When the owners of Yonkers Raceway tried to gain control of Roosevelt Raceway recently (SI, July 24), public protest thwarted the deal. Now William Zeckendorf's real estate firm of Webb & Knapp is reported trying to buy control of both tracks and apparently already has Yonkers in the bag. No one seems concerned by the fact that a state commission strongly recommended that no one group should own two racing licenses.
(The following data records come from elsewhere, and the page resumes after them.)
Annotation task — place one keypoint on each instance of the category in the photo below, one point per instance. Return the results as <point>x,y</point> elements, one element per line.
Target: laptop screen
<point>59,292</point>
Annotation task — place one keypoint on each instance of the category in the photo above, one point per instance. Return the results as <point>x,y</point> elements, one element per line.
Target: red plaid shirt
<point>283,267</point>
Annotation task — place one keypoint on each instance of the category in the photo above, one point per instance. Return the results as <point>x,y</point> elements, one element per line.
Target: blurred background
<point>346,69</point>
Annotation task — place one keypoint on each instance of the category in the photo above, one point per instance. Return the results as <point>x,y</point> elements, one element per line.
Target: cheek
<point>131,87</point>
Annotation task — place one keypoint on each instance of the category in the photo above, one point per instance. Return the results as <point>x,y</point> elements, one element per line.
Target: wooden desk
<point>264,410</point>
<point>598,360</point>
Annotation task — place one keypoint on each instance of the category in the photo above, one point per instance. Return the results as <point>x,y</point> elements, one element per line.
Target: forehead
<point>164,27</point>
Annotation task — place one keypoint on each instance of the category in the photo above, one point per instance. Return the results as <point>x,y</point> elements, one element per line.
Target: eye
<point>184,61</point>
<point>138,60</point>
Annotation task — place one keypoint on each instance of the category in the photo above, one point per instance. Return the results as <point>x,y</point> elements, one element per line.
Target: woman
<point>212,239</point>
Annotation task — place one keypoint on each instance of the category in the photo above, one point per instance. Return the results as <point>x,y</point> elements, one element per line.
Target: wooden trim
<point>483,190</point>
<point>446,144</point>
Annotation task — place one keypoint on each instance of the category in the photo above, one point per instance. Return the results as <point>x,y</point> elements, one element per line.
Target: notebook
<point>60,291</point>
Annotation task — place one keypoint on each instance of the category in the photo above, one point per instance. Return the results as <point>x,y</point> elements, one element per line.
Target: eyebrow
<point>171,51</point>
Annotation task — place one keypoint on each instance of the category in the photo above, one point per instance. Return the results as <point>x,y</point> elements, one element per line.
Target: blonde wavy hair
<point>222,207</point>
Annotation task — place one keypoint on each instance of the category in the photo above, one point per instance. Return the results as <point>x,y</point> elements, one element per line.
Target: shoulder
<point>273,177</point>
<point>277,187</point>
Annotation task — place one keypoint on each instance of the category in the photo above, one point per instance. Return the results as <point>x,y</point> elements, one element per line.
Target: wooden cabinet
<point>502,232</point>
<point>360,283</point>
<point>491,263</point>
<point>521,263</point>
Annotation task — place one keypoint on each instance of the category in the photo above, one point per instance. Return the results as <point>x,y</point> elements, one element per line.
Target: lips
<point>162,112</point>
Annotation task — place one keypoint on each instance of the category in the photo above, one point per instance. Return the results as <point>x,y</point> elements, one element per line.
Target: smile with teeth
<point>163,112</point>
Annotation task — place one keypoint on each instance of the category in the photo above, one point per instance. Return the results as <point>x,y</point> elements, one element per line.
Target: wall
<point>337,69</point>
The purpose of the ruling, an excellent one, is to keep any single group from controlling the policies of racing from March to December in trotting's prime market. We assume the people involved have so much political power that they think they can ignore such sound recommendations.
CRIME AND PUNISHMENT
George Gareff is commissioner of a very minor football league, but when it comes to handling disciplinary problems he is a major leaguer. Two weeks ago Gareff was among 6,000 spectators watching a United Football League game in Columbus. With 51 seconds left to play and the Columbus Colts leading 27-14, Gene Kellogg, a Cleveland Bulldogs' defensive end, knocked down Field Judge Bob Donald with a surprise punch to the ribs. Almost simultaneously, according to the commissioner, Cleveland Assistant Coach Billy Reynolds, who once played halfback in the big leagues but didn't seem to learn anything, raced onto the field and grabbed Umpire Mike Mileusnich, who fell to the ground.
Unlike Commissioner Joe Foss of the American Football League (who "punishes" by secret memorandum), Commissioner Gareff took prompt and public action. He suspended sneak puncher Kellogg for the season, threw Reynolds out of the league for life. Judge Landis would have beamed his approval.